Paradoxalement, ce sentiment fait suite à la dernière crise que j’ai faite.
Je reste fragile, l’équilibre est précaire, mais je sens bien que cet espèce de marasme n’est plus là. Même en 1999 quand j’ai eu un mieux-être (peu avant la mort de mon père), je me sentais encore entourée de choses sombres, même si je parvenais suffisamment à les ignorer pour vaquer à quelques occupations ordinaires (qui me coûtaient beaucoup) et presque prendre du plaisir à certains moments – qui restaient rares.
La dernière envie de mourir que j’ai eue était réellement isolée, même si elle était encore costaud. Cette isolation est complètement nouvelle: elle n’a rien trouvé pour rester accrochée, les parois étaient lisses pour elle.
J’ignore si cet état est durable, j’ignore si des « rechutes » viendront me secouer (sans doute) comme elles l’ont trop souvent fait par le passé, mais je suis presque sûre que c’est la première fois que je ne me sens plus tenue par des fils morbides ou des fardeaux importables. Ce n’est pas la première fois que je ne souffre plus ou presque plus, mais cette absence de souffrance ne semble plus être une simple oasis, même de quelques hectares. Je n’entrevois pas encore de lueur vitale, mais je ne suis plus dans l’oscurité générale. Bref, j’ai atteint mon but pour de bon cette fois j’espère (on dirait en tout cas): je suis nulle ; de plus en plus nulle, si je m’en réfère à ce vieux billet (assez décourageant du coup).

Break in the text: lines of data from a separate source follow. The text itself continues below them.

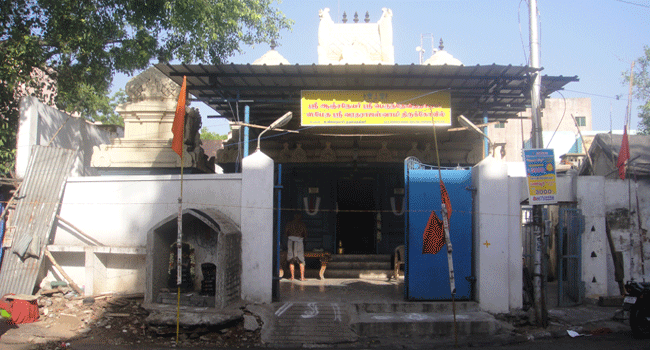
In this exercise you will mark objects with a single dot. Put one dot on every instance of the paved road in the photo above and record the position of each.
(616, 340)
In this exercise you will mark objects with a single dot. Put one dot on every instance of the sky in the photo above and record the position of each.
(596, 41)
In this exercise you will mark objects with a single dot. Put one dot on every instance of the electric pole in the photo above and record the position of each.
(537, 143)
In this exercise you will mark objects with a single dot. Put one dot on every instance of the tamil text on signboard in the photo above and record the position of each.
(540, 171)
(370, 107)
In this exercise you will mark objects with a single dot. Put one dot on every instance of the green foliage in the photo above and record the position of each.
(641, 89)
(209, 135)
(81, 44)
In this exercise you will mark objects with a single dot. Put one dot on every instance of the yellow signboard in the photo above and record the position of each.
(375, 107)
(540, 170)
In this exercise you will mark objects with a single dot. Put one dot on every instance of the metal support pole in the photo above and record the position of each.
(247, 121)
(537, 143)
(486, 143)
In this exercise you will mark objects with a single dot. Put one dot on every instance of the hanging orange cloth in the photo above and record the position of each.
(179, 120)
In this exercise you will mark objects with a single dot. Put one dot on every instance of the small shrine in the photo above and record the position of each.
(148, 117)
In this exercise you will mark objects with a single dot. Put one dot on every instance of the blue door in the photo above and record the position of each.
(427, 275)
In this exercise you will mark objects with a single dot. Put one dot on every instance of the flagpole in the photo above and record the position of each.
(445, 220)
(177, 146)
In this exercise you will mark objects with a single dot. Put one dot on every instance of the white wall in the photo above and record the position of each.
(39, 124)
(492, 245)
(591, 200)
(118, 211)
(257, 233)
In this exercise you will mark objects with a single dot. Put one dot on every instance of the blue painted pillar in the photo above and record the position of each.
(247, 121)
(486, 144)
(277, 264)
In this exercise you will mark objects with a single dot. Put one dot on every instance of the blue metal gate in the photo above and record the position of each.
(427, 275)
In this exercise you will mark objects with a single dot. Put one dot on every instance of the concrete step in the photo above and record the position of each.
(359, 265)
(424, 324)
(298, 323)
(416, 307)
(358, 273)
(360, 257)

Mes rêves en témoignent de plus en plus: ils ne sont pas heureux et restent assez légèrement négatifs, mais ils ne sont plus malheureux. Ils passent, ils ont des cadres nouveaux à mes yeux, des histoires simples: chaque nuit qui passe est étrange désormais.
Bien sûr, je ne suis pas non plus à croquer la vie: je n’ai toujours pas de désirs, j’éprouve toujours peu de plaisir, je suis toujours beaucoup trop sensible pour une vie ordinaire (je me sens très facilement déroutéeau moindre petit écart, voire perturbée en cas de « choc » même insignifiant), plus ou moins « absente » de ce que je vis, je n’arrive toujours pas à finir ce que je commence, à construire quoi que ce soit, ni même réellement à faire des projets. Je ne peux pas non plus me concentrer pour lire un bouquin, ou prendre des décisions comme je le souhaiterais.
Je souffre toujours de ces mille petits handicaps qui me rendent inaccessible à une vie normale; mais pour la première fois, et même s’il est encore trop tôt et probablement trop tard à la fois, je commence à envisager de donner la vie.
Je suis toujours en convalescence, mais désormais et pour longtemps j’espère, en tant qu’ex dépressive. J’espère que je ne parle pas trop tôt.